Lilian Calderon told her daughter not to worry, that she would be coming right back. Calderon and her husband, Luis, had an interview they couldn’t miss at U.S. Citizenship and Immigration Services in Rhode Island Jan. 17.
By Meagan Flynn, Reporter
All they had to do was prove their marriage was legitimate, the first step on a long path toward a green card. They brought family photographs, their children’s birth certificates and their marriage documents. Luis was a U.S. citizen. Calderon was undocumented. She had been brought to the United States illegally from Guatemala when she was 3.
The interviews were quick and painless.
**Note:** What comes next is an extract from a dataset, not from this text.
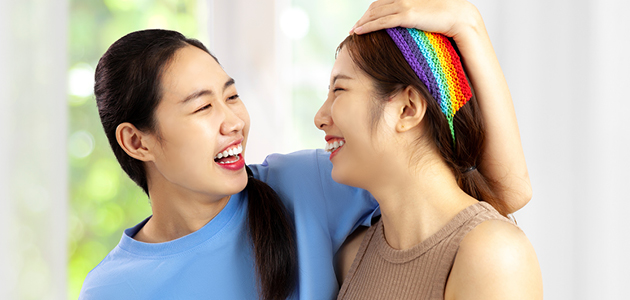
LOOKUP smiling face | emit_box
[315,47,400,188]
[146,46,249,199]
Calderon’s included “football banter,” she said.
But then ICE showed up — and it was quickly clear to Calderon that she would not be returning home to her daughter.
The 30-year-old mother of two wound up handcuffed and then detained by U.S. Immigration and Customs Enforcement for nearly a month, capturing the attention of the ACLU and leading to a class-action lawsuit over what attorneys have described as a “cruel bait and switch” arrest operation. According to emails between federal officials unsealed in federal court documents this week, U.S. Citizenship and Immigration Services had been coordinating with ICE to alert the agency when certain immigrants eligible for deportation showed up at the CIS office for routine interviews.
The ACLU of Massachusetts is accusing the agencies of conspiring to “trap” unsuspecting immigrants on a path toward legal permanent residency by inviting them to these interviews only for ICE to arrest them there. This happened to at least 17 people in 2018 including Calderon, although only 13 qualify as members of the class, according to the lawsuit. The ACLU argues this violates their rights to due process and the Immigration Nationality Act, among other things, for detaining the immigrants before they’ve had a chance to complete the process for seeking legal status.